He was held along with fellow militant Mahmood Khan, also reported to be one of the most senior Taliban commanders in Swat.
It is not clear when the operation took place.
The militants had rewards of 10 million rupees ($121,000) on their heads.
Mahmood Khan has been described as the commander of Kuza Banda in northern Swat, the Associated Press news agency reports.
The latest fighting in the Swat valley began in April when Pakistani Taliban forces expanded their operations into districts only 96km (60 miles) from the capital.
Under the terms of a peace deal, militants were expected to disarm in exchange for the implementation of Sharia law throughout the Malakand division, which includes Swat valley.
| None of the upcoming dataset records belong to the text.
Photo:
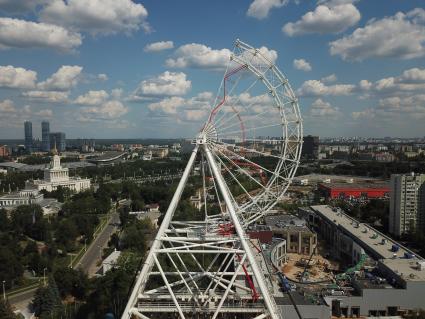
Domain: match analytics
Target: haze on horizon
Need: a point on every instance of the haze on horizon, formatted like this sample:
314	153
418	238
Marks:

There is disquiet in Swat over the corpses of suspected militants
The army accused the Taliban of reneging on the deal. As the fighting intensified some two million people were displaced.
Although many have returned, there is still unrest and bloodshed in the troubled district. Fighting is still reportedly continuing in isolated pockets.
And in recent weeks, more than 200 corpses have been found across the valley.
The killings have been carried out execution-style and the bodies are believed to be of suspected Taliban.
Security forces have strenuously denied carrying out extrajudicial killings as part of their offensive. They claim local residents are behind the attacks.
While this remains unconfirmed, local residents have formed tribal militias to take on militants in what correspondents say is a new development for the region.
In early September, members of a local tribal militia killed three suspected insurgents.
The army has been encouraging the voluntary tribal fighting forces, which exist in other parts of north-west Pakistan.